Other birds I’ve registered so far – and, yes, these are all common species, but it’s first impressions – are cormorants. The Tiber may look pretty fetid, but if the cormorants fish it, it can’t be that bad right? Not as bad as when Garibaldi wanted to divert it into a canal and pave it all over. Imagine that. Another (non-bird) species that apparently fishes the Tiber is the coypu, or nutria. This excites me a lot. I know they’re aliens (native to South America), but having never managed to see an otter in the UK, or a beaver on a canoeing trip in Canada, I still long to glimpse one of this aquatic mega-rodent family.
On the rodent front, I’ve only had a few encounters so far. Rats are of course always close to humans, especially in places where garbage is strewn so readily. So far I’ve seen one rat going about its business, and another not so much. Lying dead among the litter, dog poo and graffiti on the Rampa di Monte Aureo, one of the many grand but grubby stairways leading up to Gianicolo and Monteverde itself, west of Trastevere. Now then, everyone says “ugh, rats”, but it’s not like they’ve helped spread any black death recently. Besides, the rats presumably play an unpaid role in the management of Rome’s prolific garbage.
Apparently, the ancient Romans just called them “Mus Maximus” – big mouse. Can you guess what a mouse was called? Mus Minimus. There’s got to be a comic or cartoon in there somewhere.
The other rodent I’ve been seeing a lot of – much more so than the rats – is bats. I love bats, they’re so endangered in much of Britain, and I only saw them very rarely in London, but they seem to be doing well here. Every night when sitting on our balconcino, they arrive as night falls. I’m guessing they have plentiful food in the form of all the dang-blasted mosquitoes. They probably like all the churches too, for roosts.
Confusingly, all bats seem to be called pipistrello here, while scientifically, pipistrellus refers to a specific bat genus, and the common pipistrel is Pipistrellus pipistrellus. (I love those double Latin names – the best has got to be Troglodytes troglodytes – an evocatively monstrous name for something as dainty as the wren.)

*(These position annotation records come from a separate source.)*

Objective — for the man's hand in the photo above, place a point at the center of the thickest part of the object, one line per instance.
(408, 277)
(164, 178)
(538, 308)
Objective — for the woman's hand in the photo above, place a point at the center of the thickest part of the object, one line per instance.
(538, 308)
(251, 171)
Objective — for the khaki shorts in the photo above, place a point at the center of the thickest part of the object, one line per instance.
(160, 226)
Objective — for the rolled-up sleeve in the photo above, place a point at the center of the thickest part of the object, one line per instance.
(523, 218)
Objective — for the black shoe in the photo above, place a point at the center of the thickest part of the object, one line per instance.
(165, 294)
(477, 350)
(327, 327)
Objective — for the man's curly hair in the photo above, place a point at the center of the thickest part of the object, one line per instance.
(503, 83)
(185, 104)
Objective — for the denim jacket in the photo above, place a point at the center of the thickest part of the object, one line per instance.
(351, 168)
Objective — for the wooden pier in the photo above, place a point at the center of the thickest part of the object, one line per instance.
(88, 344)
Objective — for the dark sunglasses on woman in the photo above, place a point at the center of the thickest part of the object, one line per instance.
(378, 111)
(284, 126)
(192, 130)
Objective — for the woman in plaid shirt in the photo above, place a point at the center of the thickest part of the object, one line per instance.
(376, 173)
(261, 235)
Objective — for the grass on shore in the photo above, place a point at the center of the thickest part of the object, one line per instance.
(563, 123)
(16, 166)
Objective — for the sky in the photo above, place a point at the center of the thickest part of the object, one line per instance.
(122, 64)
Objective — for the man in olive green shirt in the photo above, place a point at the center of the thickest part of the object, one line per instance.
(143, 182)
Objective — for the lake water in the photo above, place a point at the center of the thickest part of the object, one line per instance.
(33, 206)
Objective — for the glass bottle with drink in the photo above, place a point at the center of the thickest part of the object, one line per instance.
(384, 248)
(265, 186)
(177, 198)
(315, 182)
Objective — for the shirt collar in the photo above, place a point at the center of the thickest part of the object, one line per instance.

Finally, another species that any visitor to Rome is likely to see a lot is of course the cat, felis catus. Dismount a tram at Largo Torre Argentina, for example, peer down at the ruins in the centre – and you’ll find them draped with cats. These are members of the famous colonies of Rome, also found at the Forum, the Colosseum, and at the Non-RC Cemetery, where they’re fed by volunteers and cat lovers. Down our street, I’ve also seen bent-backed old ladies feeding the tough-looking local gatti. They’re not wild animals, sure, but they’re certainly not pets. The term “domestic cat” doesn’t really fit for animals that don’t inhabit domus.
Oh, and finally – not a bird, not a mammal, but a reptile. I’ve seen a fair amount of the Italian wall lizard (Podarcis sicula). Beautiful things. They visit our balconcino, hanging out in the window boxes full of spider plants. Again – strangely – it’s a nice element of continuity for me, as a few weeks before we left Sussex, I was lucky enough to see some similarly beautiful lizards (Lacerta vivipara) above the Seven Sisters.